Noting this is the first time the choir has “public space,” Dr. David G. Beckwith, president of the choir’s board of managers, said the facility enables the choir to display its archives and history, conduct meetings and lectures and host musical salons. In addition, the house will become part of the public Historic Bethlehem Walking Tour. He thanked supporters and donors who have given $215,000 to date in naming gifts for rooms in the house.
Dr. Beckwith, along with Bethlehem Mayor John Callahan, cut the ribbon, with Mayor Callahan noting the importance of the milestone for the city and the choir’s significance to the Lehigh Valley.
Bridget George, executive director, said the house, leased from Bethlehem Area Moravians and renovated through a $500,000 fundraising effort, is 4,200 square feet, twice the space of the former headquarters. It houses offices and work space for two full-time and four part-time staff, a music library, archives, history research room, foyer with display area, conference room, and formal parlor. “It is so fitting for The Bach Choir,” George said, adding that “the place feels completely right,” as the Bach Choir and Moravian history meld under one roof.
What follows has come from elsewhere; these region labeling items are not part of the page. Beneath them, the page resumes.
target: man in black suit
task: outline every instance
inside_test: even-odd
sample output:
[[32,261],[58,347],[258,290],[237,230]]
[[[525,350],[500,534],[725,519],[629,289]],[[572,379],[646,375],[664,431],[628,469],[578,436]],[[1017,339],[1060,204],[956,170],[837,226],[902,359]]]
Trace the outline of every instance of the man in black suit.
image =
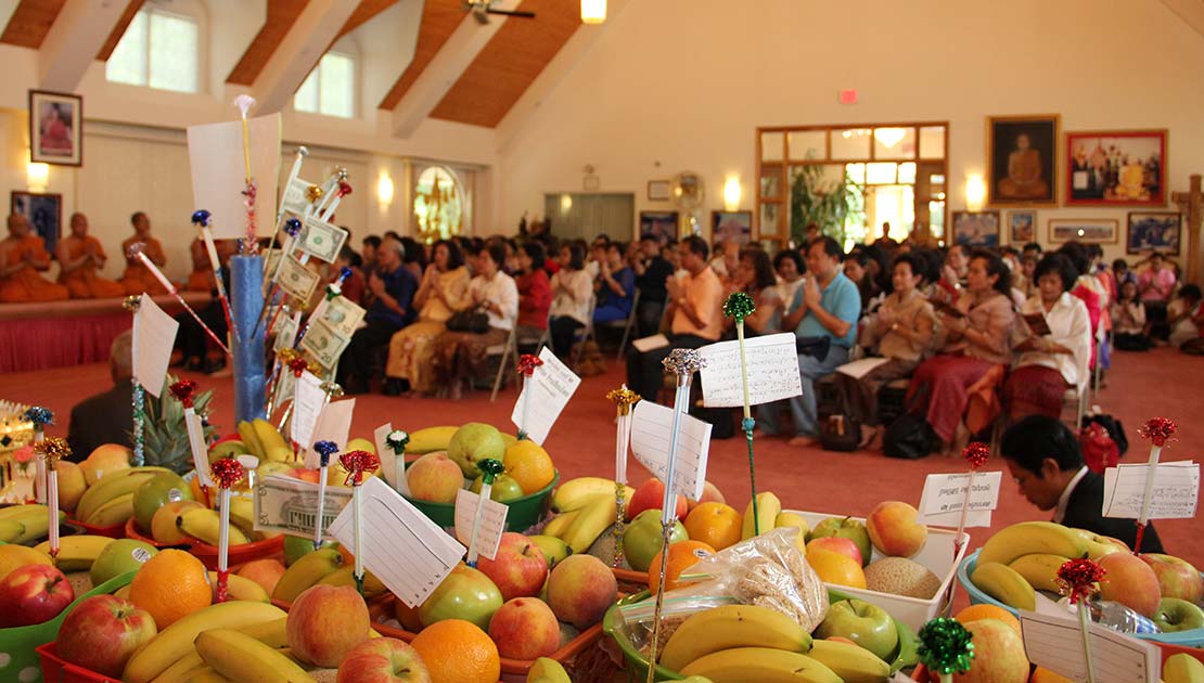
[[[134,387],[134,357],[130,352],[132,333],[122,332],[113,339],[108,349],[108,372],[113,378],[113,388],[81,400],[71,409],[71,424],[67,427],[67,444],[71,445],[71,459],[79,462],[87,458],[96,446],[102,444],[122,444],[132,447],[130,433],[134,430],[134,412],[131,408]],[[148,397],[148,400],[153,397]]]
[[[1104,477],[1082,463],[1079,439],[1069,427],[1052,417],[1032,415],[1004,432],[999,450],[1020,492],[1037,507],[1052,510],[1055,522],[1133,547],[1137,523],[1104,517]],[[1146,525],[1139,550],[1163,552],[1153,523]]]

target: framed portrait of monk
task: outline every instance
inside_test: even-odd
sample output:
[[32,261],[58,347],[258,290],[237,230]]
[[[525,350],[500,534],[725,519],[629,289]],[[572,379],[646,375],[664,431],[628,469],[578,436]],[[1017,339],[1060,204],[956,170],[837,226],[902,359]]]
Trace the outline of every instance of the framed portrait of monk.
[[986,123],[987,203],[1057,204],[1058,114],[990,117]]

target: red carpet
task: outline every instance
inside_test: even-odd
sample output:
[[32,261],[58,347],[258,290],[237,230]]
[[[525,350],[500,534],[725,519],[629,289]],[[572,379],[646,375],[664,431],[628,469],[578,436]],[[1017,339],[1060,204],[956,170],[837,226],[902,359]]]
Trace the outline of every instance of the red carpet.
[[[1150,354],[1116,354],[1108,388],[1093,398],[1103,410],[1125,422],[1129,453],[1122,462],[1144,461],[1145,441],[1137,428],[1149,417],[1165,416],[1179,423],[1179,440],[1163,451],[1169,461],[1198,458],[1204,451],[1204,360],[1159,349]],[[231,381],[190,375],[201,388],[217,392],[214,422],[223,432],[232,429]],[[548,439],[547,449],[555,458],[562,477],[613,475],[614,406],[606,392],[622,381],[622,368],[610,361],[610,372],[582,382],[568,408]],[[0,375],[0,398],[41,404],[53,409],[59,424],[52,434],[66,434],[71,406],[81,398],[107,386],[108,369],[102,364],[57,368],[39,373]],[[1192,388],[1196,387],[1196,388]],[[371,438],[372,430],[391,421],[394,427],[418,429],[435,424],[468,421],[491,422],[513,429],[510,410],[517,392],[503,390],[496,403],[489,392],[470,393],[464,400],[386,398],[379,394],[356,397],[354,435]],[[759,438],[756,441],[757,486],[773,491],[786,507],[864,516],[885,499],[919,504],[923,479],[929,473],[958,471],[960,459],[933,456],[921,461],[896,461],[879,452],[833,453],[818,449],[795,449],[785,439]],[[993,461],[991,467],[1003,468]],[[631,480],[645,476],[632,461]],[[714,441],[710,449],[708,479],[727,495],[728,503],[743,511],[749,500],[748,453],[744,439]],[[1023,519],[1049,518],[1031,506],[1008,481],[1004,471],[1001,507],[995,513],[993,529]],[[1204,538],[1194,519],[1158,522],[1158,533],[1168,552],[1204,569]],[[970,547],[978,547],[990,535],[987,529],[972,530]]]

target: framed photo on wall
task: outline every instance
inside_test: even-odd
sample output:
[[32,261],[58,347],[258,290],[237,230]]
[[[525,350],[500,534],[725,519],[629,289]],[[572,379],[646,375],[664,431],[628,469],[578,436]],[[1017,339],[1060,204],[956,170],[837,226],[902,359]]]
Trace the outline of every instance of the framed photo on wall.
[[1050,242],[1116,244],[1120,242],[1120,222],[1114,218],[1052,218],[1049,221]]
[[986,123],[987,203],[1057,203],[1057,114],[990,117]]
[[34,233],[46,242],[46,250],[54,254],[63,231],[63,195],[13,190],[8,210],[25,216]]
[[1126,254],[1179,256],[1184,237],[1184,214],[1174,212],[1129,212],[1125,237]]
[[1167,131],[1066,133],[1068,206],[1167,203]]
[[998,247],[999,212],[954,212],[954,244]]
[[29,91],[29,158],[40,164],[83,166],[83,97]]

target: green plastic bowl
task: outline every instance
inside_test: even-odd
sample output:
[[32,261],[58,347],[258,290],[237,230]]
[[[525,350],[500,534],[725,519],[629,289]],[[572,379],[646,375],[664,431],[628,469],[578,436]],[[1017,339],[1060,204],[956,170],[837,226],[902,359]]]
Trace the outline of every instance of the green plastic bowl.
[[[409,469],[414,461],[406,463],[406,469]],[[560,470],[555,470],[556,475],[551,477],[551,483],[536,491],[535,493],[529,493],[523,498],[515,498],[509,503],[506,503],[510,511],[506,513],[506,530],[507,531],[525,531],[531,527],[535,527],[543,513],[548,511],[551,505],[551,489],[556,488],[556,483],[560,482]],[[455,527],[455,505],[450,503],[431,503],[430,500],[418,500],[408,495],[403,497],[414,507],[423,511],[423,515],[430,517],[431,522],[435,522],[444,529]]]
[[[627,598],[624,598],[612,605],[610,608],[607,610],[606,617],[602,618],[602,632],[614,640],[615,645],[619,646],[619,649],[622,651],[624,659],[627,661],[626,669],[628,681],[642,682],[648,679],[648,660],[644,659],[644,655],[639,653],[639,649],[637,649],[636,646],[627,640],[626,634],[624,634],[619,628],[619,607],[632,602],[639,602],[649,595],[651,594],[648,590],[637,593],[636,595],[628,595]],[[851,598],[851,595],[828,588],[828,600],[832,602],[839,602]],[[899,632],[899,646],[896,651],[895,660],[891,661],[891,673],[895,673],[907,666],[914,666],[917,661],[920,661],[920,657],[916,653],[916,636],[911,629],[893,617],[891,617],[891,619],[895,622],[895,629]],[[669,671],[663,666],[656,667],[657,681],[681,681],[683,678],[685,678],[685,676],[681,676],[675,671]]]

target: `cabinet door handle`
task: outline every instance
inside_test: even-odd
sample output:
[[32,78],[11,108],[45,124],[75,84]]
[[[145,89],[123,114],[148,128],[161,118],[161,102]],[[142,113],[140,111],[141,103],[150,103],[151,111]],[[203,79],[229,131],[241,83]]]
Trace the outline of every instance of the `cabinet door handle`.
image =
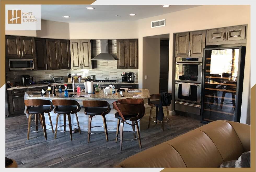
[[23,92],[23,91],[16,91],[16,92],[13,92],[13,93],[17,93],[18,92]]

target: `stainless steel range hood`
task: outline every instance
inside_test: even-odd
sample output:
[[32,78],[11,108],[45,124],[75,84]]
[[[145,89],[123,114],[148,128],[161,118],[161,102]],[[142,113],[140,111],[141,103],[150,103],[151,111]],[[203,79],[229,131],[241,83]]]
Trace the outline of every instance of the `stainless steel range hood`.
[[108,52],[108,40],[101,39],[101,53],[92,60],[116,60],[117,59]]

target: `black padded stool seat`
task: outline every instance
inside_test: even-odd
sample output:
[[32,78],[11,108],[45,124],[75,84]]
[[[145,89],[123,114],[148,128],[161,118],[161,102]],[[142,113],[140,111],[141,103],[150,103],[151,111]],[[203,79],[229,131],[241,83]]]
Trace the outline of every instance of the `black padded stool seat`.
[[104,112],[108,111],[108,108],[92,107],[87,108],[85,111],[86,114],[89,115],[101,115]]
[[58,106],[55,110],[58,114],[70,114],[77,109],[77,106]]
[[31,107],[28,109],[30,114],[43,114],[46,110],[51,111],[53,110],[53,106],[43,106]]
[[160,100],[152,100],[150,101],[150,103],[153,104],[155,105],[155,106],[159,106],[159,102]]

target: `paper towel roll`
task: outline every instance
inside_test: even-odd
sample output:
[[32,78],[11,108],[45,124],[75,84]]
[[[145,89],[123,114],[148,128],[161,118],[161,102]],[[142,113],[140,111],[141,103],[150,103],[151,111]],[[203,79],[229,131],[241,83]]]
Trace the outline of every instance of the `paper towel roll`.
[[84,92],[87,92],[87,83],[88,81],[86,81],[86,82],[84,82]]
[[88,93],[92,93],[93,92],[93,82],[92,81],[87,81],[87,92]]

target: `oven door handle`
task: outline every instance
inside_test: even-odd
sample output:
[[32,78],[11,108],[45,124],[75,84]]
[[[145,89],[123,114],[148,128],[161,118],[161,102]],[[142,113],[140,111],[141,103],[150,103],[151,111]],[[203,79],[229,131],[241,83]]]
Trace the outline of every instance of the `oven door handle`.
[[198,64],[199,65],[201,65],[202,63],[181,63],[180,62],[176,62],[176,64]]
[[188,82],[177,82],[176,81],[175,82],[175,84],[182,84],[183,83],[186,83],[188,84],[190,84],[190,85],[195,85],[196,86],[197,86],[199,87],[201,86],[201,84],[194,84],[192,83],[190,83]]

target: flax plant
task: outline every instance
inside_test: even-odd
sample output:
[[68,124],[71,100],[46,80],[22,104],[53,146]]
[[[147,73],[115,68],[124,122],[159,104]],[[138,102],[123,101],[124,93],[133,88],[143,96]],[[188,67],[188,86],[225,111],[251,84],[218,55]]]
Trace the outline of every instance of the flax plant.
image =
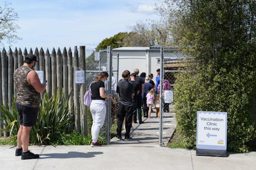
[[[31,143],[47,144],[53,143],[60,138],[63,132],[68,132],[70,125],[74,123],[71,119],[74,111],[70,112],[68,108],[71,93],[65,101],[63,92],[59,96],[59,93],[57,89],[50,98],[47,93],[44,94],[39,107],[36,124],[30,130]],[[16,99],[14,98],[10,111],[0,103],[0,111],[3,116],[0,121],[3,123],[5,120],[6,122],[6,128],[1,130],[10,131],[11,135],[14,137],[17,136],[19,127],[15,101]]]

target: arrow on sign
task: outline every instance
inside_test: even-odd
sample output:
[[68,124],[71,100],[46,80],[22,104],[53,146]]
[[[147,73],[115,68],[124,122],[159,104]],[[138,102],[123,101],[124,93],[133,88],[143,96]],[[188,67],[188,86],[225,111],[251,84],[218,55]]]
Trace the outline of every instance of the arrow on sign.
[[209,138],[210,136],[217,136],[217,135],[210,135],[210,133],[208,133],[206,134],[206,136],[207,136],[207,137],[208,138]]

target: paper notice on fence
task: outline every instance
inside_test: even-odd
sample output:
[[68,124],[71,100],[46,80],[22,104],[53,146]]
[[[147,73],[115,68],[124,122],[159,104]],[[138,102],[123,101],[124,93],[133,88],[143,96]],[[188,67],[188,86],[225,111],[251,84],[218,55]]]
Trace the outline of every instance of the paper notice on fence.
[[173,92],[172,90],[165,90],[164,91],[164,102],[171,103],[173,101]]
[[38,77],[39,77],[39,79],[40,80],[41,83],[42,84],[43,83],[43,71],[35,71],[38,75]]
[[85,70],[76,71],[75,81],[77,84],[85,83]]

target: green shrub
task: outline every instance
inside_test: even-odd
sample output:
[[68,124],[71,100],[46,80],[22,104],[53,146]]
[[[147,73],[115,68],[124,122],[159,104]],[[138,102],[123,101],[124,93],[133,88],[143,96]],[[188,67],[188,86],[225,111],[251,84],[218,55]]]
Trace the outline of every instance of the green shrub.
[[246,59],[239,49],[225,49],[218,54],[221,65],[198,66],[194,72],[177,76],[174,94],[177,130],[185,147],[195,149],[197,111],[227,112],[227,150],[247,152],[248,143],[255,137],[251,108],[256,67],[251,63],[256,53],[249,54]]

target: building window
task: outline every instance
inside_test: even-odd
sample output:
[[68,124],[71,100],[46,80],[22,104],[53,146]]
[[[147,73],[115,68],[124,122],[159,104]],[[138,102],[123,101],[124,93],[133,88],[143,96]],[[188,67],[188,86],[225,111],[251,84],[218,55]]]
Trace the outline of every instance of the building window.
[[157,58],[157,64],[160,65],[160,58]]

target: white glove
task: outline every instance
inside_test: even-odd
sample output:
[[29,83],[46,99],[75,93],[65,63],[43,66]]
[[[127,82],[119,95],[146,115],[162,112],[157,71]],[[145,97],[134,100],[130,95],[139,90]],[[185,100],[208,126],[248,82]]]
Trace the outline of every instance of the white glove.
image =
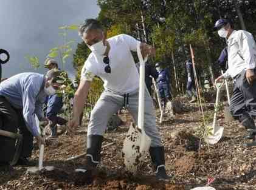
[[188,82],[189,82],[189,83],[190,83],[190,82],[192,82],[192,79],[191,78],[191,77],[190,77],[190,76],[189,76],[189,78],[188,78],[188,79],[187,79],[187,81],[188,81]]

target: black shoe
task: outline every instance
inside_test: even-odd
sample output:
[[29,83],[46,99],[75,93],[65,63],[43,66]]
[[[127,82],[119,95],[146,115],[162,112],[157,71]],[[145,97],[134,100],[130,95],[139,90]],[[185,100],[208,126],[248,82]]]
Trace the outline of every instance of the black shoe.
[[16,166],[35,166],[36,165],[34,162],[29,161],[26,158],[20,157],[18,160]]
[[0,162],[0,172],[13,172],[13,168],[8,162]]
[[76,172],[92,173],[92,175],[94,175],[97,171],[96,168],[100,161],[100,152],[103,140],[103,137],[102,135],[87,137],[86,163],[84,167],[77,169]]
[[170,177],[166,174],[164,146],[151,147],[150,154],[156,171],[156,177],[161,180],[169,180]]
[[243,137],[244,138],[246,138],[246,139],[252,139],[254,140],[255,137],[255,134],[251,133],[251,132],[249,132],[248,134],[247,135],[244,135]]

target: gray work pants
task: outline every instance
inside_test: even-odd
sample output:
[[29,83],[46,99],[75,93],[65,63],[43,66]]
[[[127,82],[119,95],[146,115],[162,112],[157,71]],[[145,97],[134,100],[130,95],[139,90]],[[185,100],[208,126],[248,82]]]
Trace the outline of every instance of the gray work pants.
[[[125,104],[128,103],[126,107],[137,123],[139,90],[126,94],[126,99]],[[123,95],[105,90],[92,110],[87,135],[103,135],[106,131],[108,121],[123,106]],[[151,146],[161,146],[160,134],[156,125],[153,101],[147,89],[145,92],[144,115],[145,131],[151,139]]]
[[235,119],[240,119],[243,115],[256,116],[256,80],[249,84],[243,70],[234,78],[233,95],[229,106]]

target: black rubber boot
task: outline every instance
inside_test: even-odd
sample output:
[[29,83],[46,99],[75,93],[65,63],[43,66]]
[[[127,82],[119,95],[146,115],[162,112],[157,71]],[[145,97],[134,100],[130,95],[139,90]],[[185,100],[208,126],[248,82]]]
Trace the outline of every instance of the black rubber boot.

Founded in 1898, the internationally acclaimed Bach Choir is the oldest American Bach choir performing the first American performances of The Mass in B Minor and The Christmas Oratorio. The annual Bach Festival and the popular Bach at Noon free concert series attract visitors from across the globe. In January, the 50th Bach at Noon free concert will be held.
“The first known expression of Bach’s music in America was in 1823, a set of Cantata 80, A Mighty Fortress Is Our God,” said Funfgeld, pointing out that to have a headquarters that predates that exemplifies the “rare association of the composer and his community.”
“This will forever be a musical house,” Funfgeld emphasized, noting that music has always been a foundation of the Moravian community.
The Bethlehem Garden Club is partnering with the choir in caring for the historic gardens, mentioned in the introduction to Heckewelder’s book “History, Manners, and Customs of the Indian Nations Who Once Inhabited Pennsylvania and the Neighboring States.”
A Heckewelder House Endowment Fund will support annual facility expenses.
Recently, the Bach Choir was awarded its first grant from the National Endowment for the Arts. And the choir has been invited to perform in a series of New York City concerts on Sept. 9, in observance of the 10th anniversary of the attacks on Sept. 11, 2001.